Monsanto forced to pay out pension surplus after firing 146 staff

Monsanto Canada Inc. v. Ontario (Superintendent of Financial Services), [2002] O.J. No. 4407 (Ont. C.A.)

Monsanto Canada was implementing a partial wind up of the pension plan it maintained for its employees. Due to a corporate reorganization and a plant closure, Monsanto had given notice of termination to 146 employees. At issue in this case was whether it had a legal obligation to distribute the actuarial surplus in the pension plan attributable to them.

Monsanto had submitted a report to the provincial pension regulator seeking approval for the partial wind up of the plan. The report did not provide for a pro rata distribution of the plan’s surplus to the workers.

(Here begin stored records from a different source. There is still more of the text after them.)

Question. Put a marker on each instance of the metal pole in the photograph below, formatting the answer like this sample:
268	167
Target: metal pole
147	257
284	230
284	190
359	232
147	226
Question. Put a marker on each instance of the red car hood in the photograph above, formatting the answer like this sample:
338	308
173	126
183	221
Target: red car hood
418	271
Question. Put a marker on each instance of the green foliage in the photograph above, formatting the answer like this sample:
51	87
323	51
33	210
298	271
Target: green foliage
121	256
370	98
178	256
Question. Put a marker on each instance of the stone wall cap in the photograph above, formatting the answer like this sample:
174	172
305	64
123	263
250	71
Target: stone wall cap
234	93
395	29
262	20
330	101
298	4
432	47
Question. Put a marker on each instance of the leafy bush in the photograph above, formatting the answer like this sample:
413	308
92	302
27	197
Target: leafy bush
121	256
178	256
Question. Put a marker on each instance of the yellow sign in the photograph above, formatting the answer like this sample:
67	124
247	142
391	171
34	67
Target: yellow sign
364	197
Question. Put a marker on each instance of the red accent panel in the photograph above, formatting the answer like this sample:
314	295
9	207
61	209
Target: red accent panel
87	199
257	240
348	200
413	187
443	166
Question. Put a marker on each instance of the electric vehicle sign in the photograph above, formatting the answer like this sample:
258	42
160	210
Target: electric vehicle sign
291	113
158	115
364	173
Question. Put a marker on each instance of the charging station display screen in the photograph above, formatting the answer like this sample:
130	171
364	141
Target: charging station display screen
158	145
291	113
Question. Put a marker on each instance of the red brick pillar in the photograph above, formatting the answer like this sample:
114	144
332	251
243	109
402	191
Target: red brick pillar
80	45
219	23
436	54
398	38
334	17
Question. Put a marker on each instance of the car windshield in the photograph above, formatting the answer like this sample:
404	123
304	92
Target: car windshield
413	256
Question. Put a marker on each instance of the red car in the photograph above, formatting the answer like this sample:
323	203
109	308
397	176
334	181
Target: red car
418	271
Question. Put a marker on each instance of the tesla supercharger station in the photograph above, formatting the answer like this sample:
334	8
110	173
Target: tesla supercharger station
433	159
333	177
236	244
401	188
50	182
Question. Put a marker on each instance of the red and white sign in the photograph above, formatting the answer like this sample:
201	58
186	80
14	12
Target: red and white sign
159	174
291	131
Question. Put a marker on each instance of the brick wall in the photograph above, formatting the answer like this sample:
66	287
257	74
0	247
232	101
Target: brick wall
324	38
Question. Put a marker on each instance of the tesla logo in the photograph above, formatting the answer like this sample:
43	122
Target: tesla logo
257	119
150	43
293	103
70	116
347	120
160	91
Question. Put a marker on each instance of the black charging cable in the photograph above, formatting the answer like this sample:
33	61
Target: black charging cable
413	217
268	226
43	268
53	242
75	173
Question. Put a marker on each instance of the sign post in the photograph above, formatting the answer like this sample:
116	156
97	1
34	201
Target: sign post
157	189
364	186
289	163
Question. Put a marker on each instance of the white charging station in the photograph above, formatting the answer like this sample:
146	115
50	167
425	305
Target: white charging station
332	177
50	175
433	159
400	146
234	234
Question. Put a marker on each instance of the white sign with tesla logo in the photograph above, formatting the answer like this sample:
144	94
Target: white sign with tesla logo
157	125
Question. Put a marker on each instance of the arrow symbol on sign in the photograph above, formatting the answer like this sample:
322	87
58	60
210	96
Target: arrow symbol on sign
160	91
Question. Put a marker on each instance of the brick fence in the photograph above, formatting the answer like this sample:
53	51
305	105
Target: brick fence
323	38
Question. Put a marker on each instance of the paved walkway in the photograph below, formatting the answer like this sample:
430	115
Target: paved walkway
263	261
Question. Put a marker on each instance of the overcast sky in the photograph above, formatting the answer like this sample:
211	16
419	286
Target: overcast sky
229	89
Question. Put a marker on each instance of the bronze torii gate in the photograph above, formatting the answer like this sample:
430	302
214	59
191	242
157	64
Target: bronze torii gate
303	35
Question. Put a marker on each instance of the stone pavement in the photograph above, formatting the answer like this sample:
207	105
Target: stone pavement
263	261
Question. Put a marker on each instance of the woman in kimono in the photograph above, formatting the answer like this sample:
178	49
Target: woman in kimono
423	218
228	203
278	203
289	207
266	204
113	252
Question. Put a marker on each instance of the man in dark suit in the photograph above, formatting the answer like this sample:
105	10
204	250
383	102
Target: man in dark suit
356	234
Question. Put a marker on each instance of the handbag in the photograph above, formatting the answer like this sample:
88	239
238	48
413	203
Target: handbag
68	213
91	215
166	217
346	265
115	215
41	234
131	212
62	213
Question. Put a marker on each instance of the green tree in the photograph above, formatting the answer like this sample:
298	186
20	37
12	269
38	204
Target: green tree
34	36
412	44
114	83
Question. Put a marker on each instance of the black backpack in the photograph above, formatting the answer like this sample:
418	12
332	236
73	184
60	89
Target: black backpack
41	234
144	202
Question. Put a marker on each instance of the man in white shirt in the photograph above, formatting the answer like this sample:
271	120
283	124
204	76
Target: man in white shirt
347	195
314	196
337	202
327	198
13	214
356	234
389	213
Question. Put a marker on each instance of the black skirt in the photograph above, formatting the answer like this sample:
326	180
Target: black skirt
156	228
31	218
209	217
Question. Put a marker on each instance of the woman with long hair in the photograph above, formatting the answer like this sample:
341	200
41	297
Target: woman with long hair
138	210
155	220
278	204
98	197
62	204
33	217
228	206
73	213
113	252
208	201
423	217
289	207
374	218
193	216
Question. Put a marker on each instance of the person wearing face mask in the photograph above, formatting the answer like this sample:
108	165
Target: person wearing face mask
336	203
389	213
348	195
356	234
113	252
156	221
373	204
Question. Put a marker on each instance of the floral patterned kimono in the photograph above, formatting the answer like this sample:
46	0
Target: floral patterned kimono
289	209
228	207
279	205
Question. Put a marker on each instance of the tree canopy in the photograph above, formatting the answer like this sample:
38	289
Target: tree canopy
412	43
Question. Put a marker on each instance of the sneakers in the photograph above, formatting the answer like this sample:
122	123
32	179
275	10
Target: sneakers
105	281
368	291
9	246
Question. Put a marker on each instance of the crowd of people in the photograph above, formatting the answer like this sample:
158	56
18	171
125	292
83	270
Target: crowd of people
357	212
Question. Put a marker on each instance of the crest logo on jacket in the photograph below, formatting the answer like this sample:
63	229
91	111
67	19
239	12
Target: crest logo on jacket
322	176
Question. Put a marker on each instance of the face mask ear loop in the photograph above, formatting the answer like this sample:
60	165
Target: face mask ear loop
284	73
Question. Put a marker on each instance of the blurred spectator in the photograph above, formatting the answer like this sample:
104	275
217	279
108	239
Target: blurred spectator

The superintendent gave Monsanto notice of refusal to approve the partial wind up report primarily because it did not provide for the distribution of the surplus, which was contrary to s. 70(6) of the Pension Benefits Act.

The court’s decision turned on the interpretation of this section. The court held the ordinary meaning of s. 70(6) gave employees the right to have their share of the surplus of the plan distributed at the time of partial wind up.

This interpretation was consistent with the broad purposes of the act and it was preferable from a practical perspective as it was possible to calculate the portion of the surplus attributable to the part of the plan being wound up. If the employees had to wait until there was a full wind up of the plan, it would be difficult to locate the staff entitled to share in the surplus of the plan.